After a brief silence, the various medical workers looked at each other, and some laughed softly.  “I’ve been working here over seven years and I’ve never had someone die in CT.”  “Let’s prop up his head more so his eyes will close.”  “Do we need to cover him?”  His monitor was covered with a towel, but his face wasn’t.  “I’m sorry George,*” his nurse said, touching him.  An entourage of us pushed him quickly back through the halls to the ICU.  We got a few looks, and someone whispered “Shhhh…”  It was an odd procession—sad, and yet slightly comical in a way because of the strangeness of the situation.

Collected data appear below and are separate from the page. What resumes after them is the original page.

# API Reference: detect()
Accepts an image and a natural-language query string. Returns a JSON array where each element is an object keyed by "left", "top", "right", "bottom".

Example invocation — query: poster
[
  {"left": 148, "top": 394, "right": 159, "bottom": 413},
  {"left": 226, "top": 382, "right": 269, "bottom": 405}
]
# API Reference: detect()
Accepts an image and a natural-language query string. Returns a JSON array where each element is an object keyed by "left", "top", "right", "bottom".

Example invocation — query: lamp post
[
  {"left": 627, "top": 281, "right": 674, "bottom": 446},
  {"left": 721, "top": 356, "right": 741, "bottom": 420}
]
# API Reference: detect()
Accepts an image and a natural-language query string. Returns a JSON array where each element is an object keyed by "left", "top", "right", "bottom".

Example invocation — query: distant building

“That just shows how sick he was,” the nurse told me, commenting on how quickly he died.  “I hope I die like that,” another nurse said.  “At least it was quick and didn’t seem painful,” I agreed.  I was still a little bit stunned, trying to register what had just happened.  “You’re not allowed to help transport patients anymore,” the unit clerk joked.  I laughed.  I felt more sadness when I heard the nurses say they weren’t able to contact his wife, and they were going to request a police officer go to her home to tell her.  I was relieved to hear that at least his wife had come in to see him that day, and had been told that he was not doing well.  Having a patient suddenly die in front of me made me realize that even though I knew better, I was still taking it for granted that patients shouldn’t die while good care is being given to them.